Quasi fosse una pietra degli déi, gli Etruschi
se ne servivano per costruire sarcofaghi e urne cinerarie
con ricche decorazioni raffiguranti l'immagine del defunto
insieme a scene di vita quotidiana, ad immaginari viaggi
nell'oltretomba e ad episodi famosi della mitologia
greca.
La maggiore raccolta di queste urne è custodita
nel Museo Guarnacci a Volterra, ma altre si possono
ammirare al Museo Archeologico di Firenze, al Museo
Vaticano, al Louvre e al British Museum di Londra.
In questo loro artigianato gli Etruschi usavano solo
l'alabastro più pregiato, quello privo di impurità,
lo coloravano superficialmente con sostanze minerali
e certe volte lo ricoprivano di sottilissime lamine
d'oro.
I pochi rari reperti in alabastro di epoca medievale
e rinascimentale testimoniano la totale decadenza in
quel periodo dell'impiego di questo materiale.

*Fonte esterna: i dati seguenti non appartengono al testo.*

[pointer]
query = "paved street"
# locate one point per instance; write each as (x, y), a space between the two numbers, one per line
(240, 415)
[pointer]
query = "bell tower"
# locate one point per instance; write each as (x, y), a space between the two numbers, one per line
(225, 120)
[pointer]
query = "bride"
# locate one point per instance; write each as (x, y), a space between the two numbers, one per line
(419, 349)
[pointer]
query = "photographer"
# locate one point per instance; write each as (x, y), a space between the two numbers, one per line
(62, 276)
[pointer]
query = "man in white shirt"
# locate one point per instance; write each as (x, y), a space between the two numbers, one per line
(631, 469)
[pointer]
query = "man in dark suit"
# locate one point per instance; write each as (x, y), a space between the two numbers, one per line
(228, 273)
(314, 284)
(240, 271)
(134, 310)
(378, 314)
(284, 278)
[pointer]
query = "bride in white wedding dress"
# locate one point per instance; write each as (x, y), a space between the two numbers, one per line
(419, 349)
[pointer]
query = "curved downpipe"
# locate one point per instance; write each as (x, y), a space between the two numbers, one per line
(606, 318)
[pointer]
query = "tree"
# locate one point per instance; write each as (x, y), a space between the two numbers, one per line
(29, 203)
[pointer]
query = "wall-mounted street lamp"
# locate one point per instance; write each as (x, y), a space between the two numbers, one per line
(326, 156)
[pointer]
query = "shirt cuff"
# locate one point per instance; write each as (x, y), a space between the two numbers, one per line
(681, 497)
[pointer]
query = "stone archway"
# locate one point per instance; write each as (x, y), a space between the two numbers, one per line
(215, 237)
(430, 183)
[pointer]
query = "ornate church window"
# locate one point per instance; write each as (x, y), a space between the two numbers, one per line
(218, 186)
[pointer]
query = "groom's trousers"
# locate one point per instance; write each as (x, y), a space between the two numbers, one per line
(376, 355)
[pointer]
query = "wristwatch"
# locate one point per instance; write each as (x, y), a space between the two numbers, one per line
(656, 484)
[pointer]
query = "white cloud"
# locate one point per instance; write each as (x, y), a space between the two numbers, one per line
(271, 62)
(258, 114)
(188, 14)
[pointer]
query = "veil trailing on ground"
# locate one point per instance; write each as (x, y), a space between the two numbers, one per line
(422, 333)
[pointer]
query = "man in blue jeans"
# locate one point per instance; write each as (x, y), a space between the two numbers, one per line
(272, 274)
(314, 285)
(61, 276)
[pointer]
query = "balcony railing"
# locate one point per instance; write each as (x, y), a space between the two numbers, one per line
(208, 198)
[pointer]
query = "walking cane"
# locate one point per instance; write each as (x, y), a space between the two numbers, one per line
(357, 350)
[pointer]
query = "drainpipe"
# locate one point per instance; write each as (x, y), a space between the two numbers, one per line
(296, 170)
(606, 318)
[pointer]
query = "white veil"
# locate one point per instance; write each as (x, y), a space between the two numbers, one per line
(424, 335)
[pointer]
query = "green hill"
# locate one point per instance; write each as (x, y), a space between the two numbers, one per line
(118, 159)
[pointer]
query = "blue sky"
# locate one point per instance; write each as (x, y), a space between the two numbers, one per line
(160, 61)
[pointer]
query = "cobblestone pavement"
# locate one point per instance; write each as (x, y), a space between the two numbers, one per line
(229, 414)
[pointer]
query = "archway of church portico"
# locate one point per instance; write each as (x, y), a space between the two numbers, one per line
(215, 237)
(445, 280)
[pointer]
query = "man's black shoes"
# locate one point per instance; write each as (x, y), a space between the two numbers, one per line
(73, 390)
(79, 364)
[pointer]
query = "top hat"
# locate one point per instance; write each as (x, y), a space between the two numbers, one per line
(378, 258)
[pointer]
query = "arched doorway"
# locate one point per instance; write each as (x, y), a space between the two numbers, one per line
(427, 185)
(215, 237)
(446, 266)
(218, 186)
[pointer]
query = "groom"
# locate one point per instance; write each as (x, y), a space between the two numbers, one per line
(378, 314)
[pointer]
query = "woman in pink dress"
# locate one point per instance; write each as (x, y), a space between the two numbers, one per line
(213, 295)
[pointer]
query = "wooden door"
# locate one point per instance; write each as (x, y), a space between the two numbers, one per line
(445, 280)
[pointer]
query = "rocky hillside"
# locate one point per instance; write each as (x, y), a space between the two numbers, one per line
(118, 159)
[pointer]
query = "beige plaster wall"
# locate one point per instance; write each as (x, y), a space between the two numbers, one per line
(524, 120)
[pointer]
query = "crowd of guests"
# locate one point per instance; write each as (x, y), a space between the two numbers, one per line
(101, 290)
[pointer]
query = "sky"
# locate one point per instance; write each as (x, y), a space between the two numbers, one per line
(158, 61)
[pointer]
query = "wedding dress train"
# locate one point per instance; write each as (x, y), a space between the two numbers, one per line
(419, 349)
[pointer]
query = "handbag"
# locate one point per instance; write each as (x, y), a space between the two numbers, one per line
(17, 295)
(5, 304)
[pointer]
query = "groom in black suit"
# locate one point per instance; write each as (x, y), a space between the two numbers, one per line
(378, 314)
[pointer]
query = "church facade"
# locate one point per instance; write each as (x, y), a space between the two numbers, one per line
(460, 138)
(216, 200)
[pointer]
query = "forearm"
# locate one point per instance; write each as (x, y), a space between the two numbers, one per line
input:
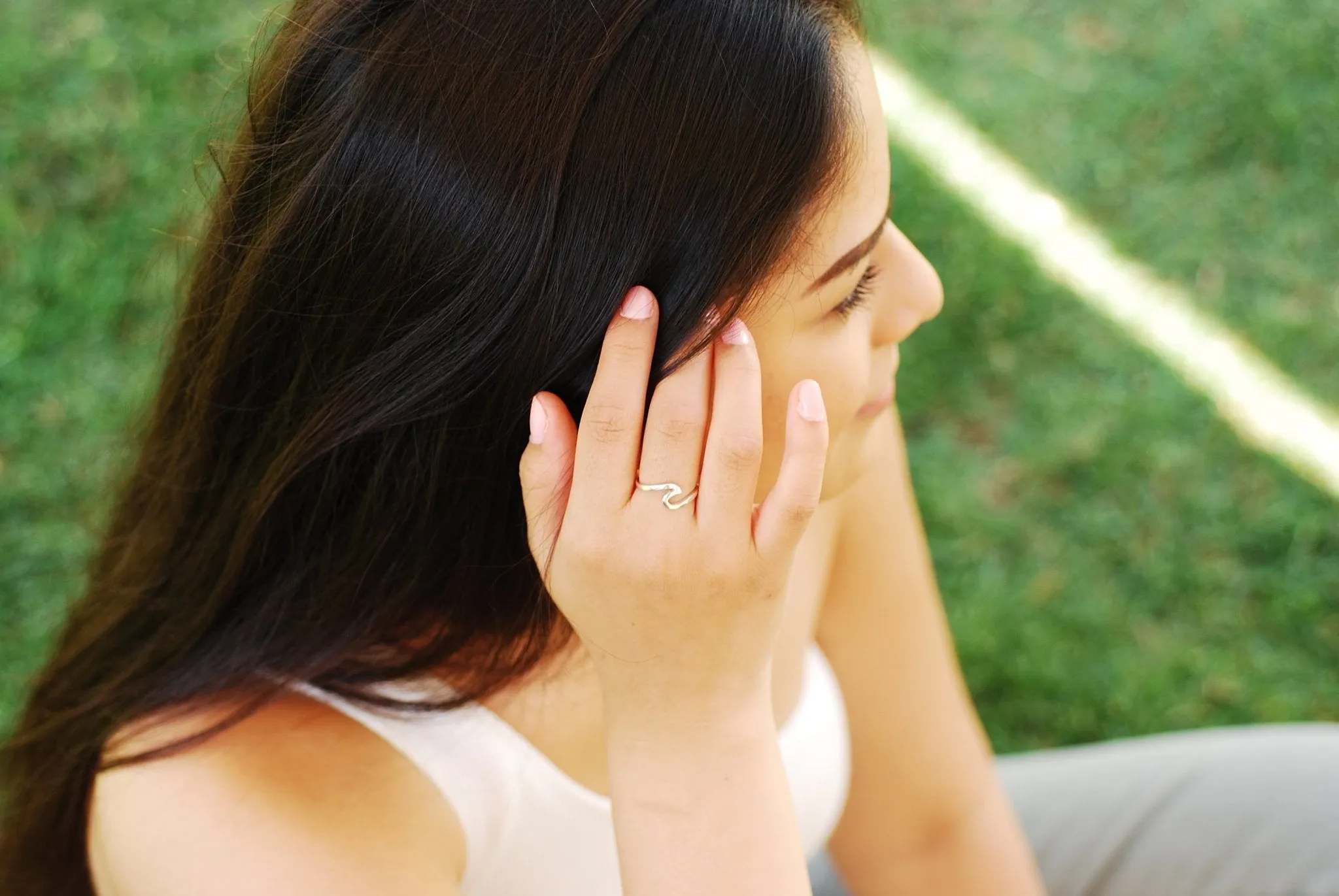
(983, 854)
(705, 808)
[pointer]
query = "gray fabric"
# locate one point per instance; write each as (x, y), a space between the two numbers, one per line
(1249, 810)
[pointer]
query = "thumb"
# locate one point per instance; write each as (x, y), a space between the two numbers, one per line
(547, 473)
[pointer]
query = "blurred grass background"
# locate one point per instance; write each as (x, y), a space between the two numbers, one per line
(1113, 560)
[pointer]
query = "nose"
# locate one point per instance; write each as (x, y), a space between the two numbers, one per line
(913, 290)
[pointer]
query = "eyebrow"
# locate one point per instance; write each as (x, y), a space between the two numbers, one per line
(858, 252)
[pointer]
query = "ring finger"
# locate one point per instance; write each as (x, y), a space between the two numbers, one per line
(677, 429)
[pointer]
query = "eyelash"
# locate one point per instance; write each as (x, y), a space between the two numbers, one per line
(857, 296)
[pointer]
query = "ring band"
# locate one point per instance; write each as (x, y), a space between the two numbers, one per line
(671, 491)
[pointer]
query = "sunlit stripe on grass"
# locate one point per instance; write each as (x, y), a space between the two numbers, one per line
(1261, 402)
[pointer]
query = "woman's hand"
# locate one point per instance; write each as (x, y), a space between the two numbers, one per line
(678, 608)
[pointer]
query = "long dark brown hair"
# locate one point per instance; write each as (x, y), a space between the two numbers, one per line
(430, 212)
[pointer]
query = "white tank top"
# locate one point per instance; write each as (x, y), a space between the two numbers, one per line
(529, 828)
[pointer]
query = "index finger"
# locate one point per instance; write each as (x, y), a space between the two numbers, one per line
(609, 433)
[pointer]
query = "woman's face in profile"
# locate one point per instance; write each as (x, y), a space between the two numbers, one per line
(801, 329)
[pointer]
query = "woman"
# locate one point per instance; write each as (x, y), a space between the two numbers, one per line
(677, 647)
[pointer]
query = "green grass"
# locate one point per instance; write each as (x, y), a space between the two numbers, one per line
(1203, 137)
(1111, 559)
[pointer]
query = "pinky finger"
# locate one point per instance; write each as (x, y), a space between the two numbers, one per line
(785, 513)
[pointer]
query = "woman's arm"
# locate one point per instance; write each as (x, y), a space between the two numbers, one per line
(702, 804)
(926, 813)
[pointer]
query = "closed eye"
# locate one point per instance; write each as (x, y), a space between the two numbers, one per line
(858, 295)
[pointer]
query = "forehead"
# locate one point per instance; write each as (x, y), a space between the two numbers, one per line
(860, 201)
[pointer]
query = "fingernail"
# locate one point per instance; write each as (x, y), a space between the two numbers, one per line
(736, 334)
(539, 421)
(636, 305)
(811, 401)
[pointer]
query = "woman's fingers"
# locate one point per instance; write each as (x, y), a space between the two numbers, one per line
(609, 435)
(792, 503)
(677, 426)
(547, 473)
(734, 441)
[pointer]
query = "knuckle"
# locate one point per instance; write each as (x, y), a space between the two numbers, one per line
(607, 423)
(679, 426)
(798, 512)
(624, 352)
(739, 453)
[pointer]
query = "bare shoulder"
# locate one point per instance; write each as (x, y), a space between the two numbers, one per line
(295, 800)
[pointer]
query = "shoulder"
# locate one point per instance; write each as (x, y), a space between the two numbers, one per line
(295, 800)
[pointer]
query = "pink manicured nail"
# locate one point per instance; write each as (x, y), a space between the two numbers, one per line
(736, 334)
(637, 305)
(539, 421)
(811, 401)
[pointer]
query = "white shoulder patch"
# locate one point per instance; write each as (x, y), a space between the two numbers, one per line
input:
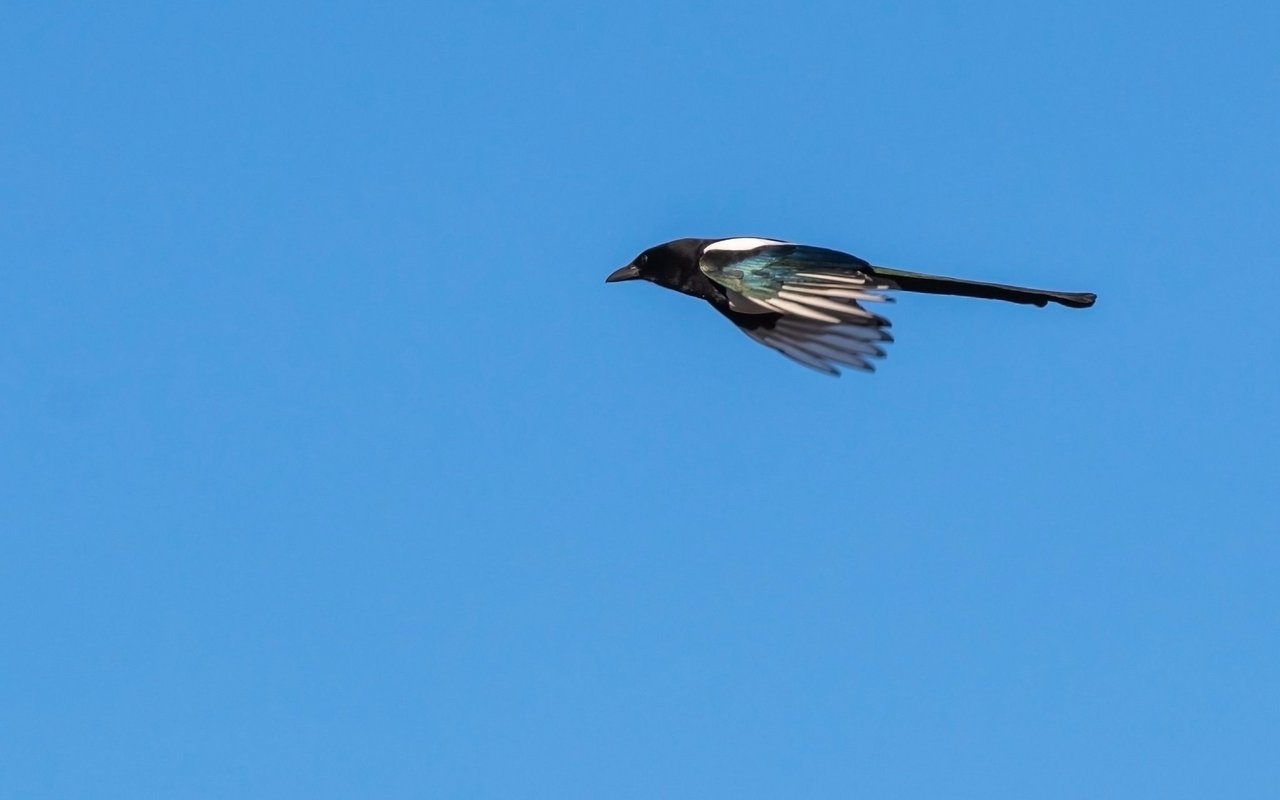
(741, 243)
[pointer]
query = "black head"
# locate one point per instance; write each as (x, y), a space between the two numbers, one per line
(670, 265)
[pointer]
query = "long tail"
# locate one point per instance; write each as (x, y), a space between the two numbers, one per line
(936, 284)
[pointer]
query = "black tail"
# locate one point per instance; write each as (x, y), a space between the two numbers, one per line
(936, 284)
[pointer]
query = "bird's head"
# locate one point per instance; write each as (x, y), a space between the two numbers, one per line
(667, 265)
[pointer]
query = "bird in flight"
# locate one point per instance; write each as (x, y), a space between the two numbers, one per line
(807, 302)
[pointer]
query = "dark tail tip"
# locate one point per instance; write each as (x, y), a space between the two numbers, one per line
(1077, 300)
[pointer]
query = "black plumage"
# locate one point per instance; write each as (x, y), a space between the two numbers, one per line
(807, 302)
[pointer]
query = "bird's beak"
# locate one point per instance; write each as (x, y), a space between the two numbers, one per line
(627, 273)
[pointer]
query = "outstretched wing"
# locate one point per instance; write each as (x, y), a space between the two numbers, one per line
(804, 302)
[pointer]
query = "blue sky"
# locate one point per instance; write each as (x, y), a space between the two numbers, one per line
(332, 469)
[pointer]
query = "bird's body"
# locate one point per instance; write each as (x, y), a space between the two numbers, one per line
(803, 301)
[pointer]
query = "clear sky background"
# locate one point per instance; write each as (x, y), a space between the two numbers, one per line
(332, 467)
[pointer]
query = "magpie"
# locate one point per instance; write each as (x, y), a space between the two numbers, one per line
(807, 302)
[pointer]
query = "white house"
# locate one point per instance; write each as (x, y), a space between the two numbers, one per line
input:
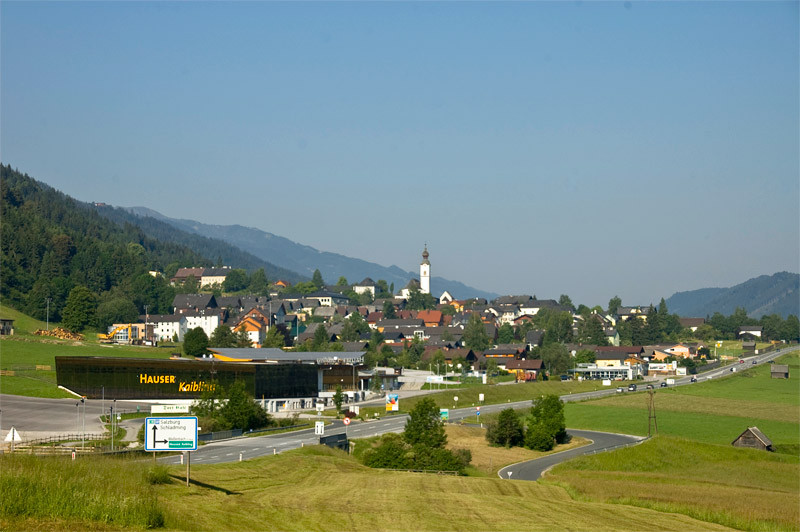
(165, 327)
(208, 321)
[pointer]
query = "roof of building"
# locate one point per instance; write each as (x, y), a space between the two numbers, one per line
(194, 301)
(531, 363)
(273, 354)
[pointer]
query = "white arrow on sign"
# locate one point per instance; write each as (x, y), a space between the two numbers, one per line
(13, 435)
(170, 434)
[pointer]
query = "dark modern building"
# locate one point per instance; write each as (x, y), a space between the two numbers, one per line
(130, 378)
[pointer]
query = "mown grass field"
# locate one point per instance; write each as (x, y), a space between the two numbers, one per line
(712, 412)
(741, 488)
(23, 351)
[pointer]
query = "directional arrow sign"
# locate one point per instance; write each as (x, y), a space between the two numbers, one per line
(170, 434)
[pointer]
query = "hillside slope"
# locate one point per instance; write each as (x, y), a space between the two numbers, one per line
(767, 294)
(305, 259)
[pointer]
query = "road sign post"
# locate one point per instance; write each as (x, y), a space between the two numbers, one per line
(171, 434)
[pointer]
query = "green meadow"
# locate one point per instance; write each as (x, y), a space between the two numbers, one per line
(314, 488)
(715, 411)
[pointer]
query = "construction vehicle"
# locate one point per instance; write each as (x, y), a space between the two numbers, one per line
(110, 337)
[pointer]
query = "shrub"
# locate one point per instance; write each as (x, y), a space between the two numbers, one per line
(158, 474)
(539, 438)
(391, 453)
(507, 430)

L'artigianato alabastrino comincia però a rifiorire
nel 1600 quando, oltre ad opere esclusivamente artistiche
si estende la lavorazione ad oggetti di arredamento
da lanciare sul mercato.
Si
può parlare però di vera espansione sotto
il profilo quantitativo e qualitativo solo agli inizi
del 1700 quando, per l'apporto di abili riproduttori
di opere classiche, si cominciarono a produrre oggetti
di ottimo livello che fecero conoscere l'alabastro al
mondo intero.
Secondo una relazione del Granducato di Toscana nel
1780 operano Volterra 8 o 9 botteghe artigiane. Ma nel
1830 il numero dei laboratori sale a oltre 60 ed ha
inizio il fenomeno dei "viaggiatori". Erano
questi produttori volterrani i quali battevano con i
loro prodotti di alabastro le varie contrade del mondo,
fino agli angoli più remoti, per cercare, attraverso
l'apertura di negozi, la partecipazione a fiere e ad
aste, i più vantaggiosi sbocchi di vendita.
Grande animatore dell'industria dell'alabastro, in questo
periodo, fu Marcello Inghirami Fei che seppe unire ad
un eccezionale talento artistico, un notevole intuito
per gli affari e grandi capacità organizzative.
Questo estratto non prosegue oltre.